Presented By O'Reilly and Cloudera
Make Data Work
March 13–14, 2017: Training
March 14–16, 2017: Tutorials & Conference
San Jose, CA

BI and SQL analytics with Hadoop in the cloud

Henry Robinson (Cloudera), Alex Gutow (Cloudera)
1:50pm2:30pm Wednesday, March 15, 2017
Big data and the Cloud
Location: 210 A/E Level: Intermediate
Secondary topics:  Architecture, Cloud

Who is this presentation for?

  • Architects and analysts

Prerequisite knowledge

  • A basic understanding of SQL and cloud principles

What you'll learn

  • Learn best practices for deploying Hadoop-based BI and SQL analytics in the cloud


Today, Hadoop is deployed on-premises and in the public cloud, with public cloud becoming increasingly more prevalent. The cloud provides some unique abilities, including on-demand infrastructure, cluster elasticity, persisted globally available object storage, and pay-for-use pricing, which enables even more flexible and cost-efficient deployment options for BI and SQL analytic users of Impala but brings in new challenges that need to be carefully considered to achieve optimal outcome.

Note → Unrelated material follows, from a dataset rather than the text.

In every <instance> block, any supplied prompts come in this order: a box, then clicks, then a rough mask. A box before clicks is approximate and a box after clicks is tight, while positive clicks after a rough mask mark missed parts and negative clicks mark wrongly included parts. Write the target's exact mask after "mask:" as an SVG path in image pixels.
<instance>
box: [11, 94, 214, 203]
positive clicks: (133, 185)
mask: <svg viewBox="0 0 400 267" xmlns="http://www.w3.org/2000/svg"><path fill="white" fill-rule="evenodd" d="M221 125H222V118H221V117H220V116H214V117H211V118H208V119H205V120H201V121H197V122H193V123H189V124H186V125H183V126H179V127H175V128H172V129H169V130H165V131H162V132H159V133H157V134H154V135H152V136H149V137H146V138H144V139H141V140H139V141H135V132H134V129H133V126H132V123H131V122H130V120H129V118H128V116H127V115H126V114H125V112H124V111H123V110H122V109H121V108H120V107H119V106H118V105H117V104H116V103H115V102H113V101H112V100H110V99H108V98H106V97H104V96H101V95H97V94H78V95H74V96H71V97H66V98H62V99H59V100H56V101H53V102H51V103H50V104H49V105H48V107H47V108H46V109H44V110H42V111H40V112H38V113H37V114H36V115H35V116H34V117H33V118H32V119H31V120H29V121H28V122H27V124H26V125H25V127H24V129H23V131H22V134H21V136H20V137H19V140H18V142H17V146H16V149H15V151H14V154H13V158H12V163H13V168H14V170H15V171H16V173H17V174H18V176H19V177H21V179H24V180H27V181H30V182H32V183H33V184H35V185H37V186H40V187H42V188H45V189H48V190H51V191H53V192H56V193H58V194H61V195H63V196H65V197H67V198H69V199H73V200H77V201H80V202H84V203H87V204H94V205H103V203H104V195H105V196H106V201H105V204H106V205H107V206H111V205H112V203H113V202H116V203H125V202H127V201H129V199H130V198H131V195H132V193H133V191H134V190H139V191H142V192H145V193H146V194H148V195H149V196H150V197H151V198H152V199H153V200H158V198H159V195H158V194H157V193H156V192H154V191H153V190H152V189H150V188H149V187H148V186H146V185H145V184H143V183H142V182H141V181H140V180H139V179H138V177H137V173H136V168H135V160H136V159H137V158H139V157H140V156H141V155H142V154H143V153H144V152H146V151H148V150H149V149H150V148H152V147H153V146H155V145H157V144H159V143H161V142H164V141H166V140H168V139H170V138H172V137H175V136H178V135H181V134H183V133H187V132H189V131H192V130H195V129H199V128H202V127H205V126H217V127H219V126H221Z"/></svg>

Henry Robinson and Alex Gutow explain how to best take advantage of the flexibility and cost-effectiveness of the cloud with your BI and SQL analytic workloads using Apache Hadoop and Apache Impala (incubating) to provide the same great functionality, partner ecosystem, and flexibility of on-premises deployments. Henry and Alex cover the architectural considerations, best practices, tuning, and functionality available when deploying or migrating BI and SQL analytic workloads to the cloud.

Topics include:

  • On-premises versus the cloud: What’s the same and what’s different
  • What kind of instance types to consider for best performance
  • How Impala can read/write on cloud-based object storage (S3)
  • How to understand workloads in terms transient, hybrid, and permanent cloud clusters and what workloads are cost effective to run on the cloud versus on-premises
  • Tuning and best practices for storage and instance choices that will help you effectively architect Impala clusters
  • BI and SQL analytics with Hadoop in the cloud
  • How Impala performs in the cloud compared to alternatives
  • The roadmap for what’s next
Photo of Henry Robinson

Henry Robinson


Henry Robinson is a software engineer at Cloudera. For the past few years, he has worked on Apache Impala, an SQL query engine for data stored in Apache Hadoop, and leads the scalability effort to bring Impala to clusters of thousands of nodes. Henry’s main interest is in distributed systems. He is a PMC member for the Apache ZooKeeper, Apache Flume, and Apache Impala open source projects.

Photo of Alex Gutow

Alex Gutow


Alex Gutow is senior product marketing manager at Cloudera, where she focuses on the analytic database platform solution and technologies. Previously, she managed technical marketing and PR for Basho Technologies and managed consumer and enterprise marketing for Truaxis, a Mastercard company. Alex holds a BS in marketing and a BA in psychology from Carnegie Mellon University.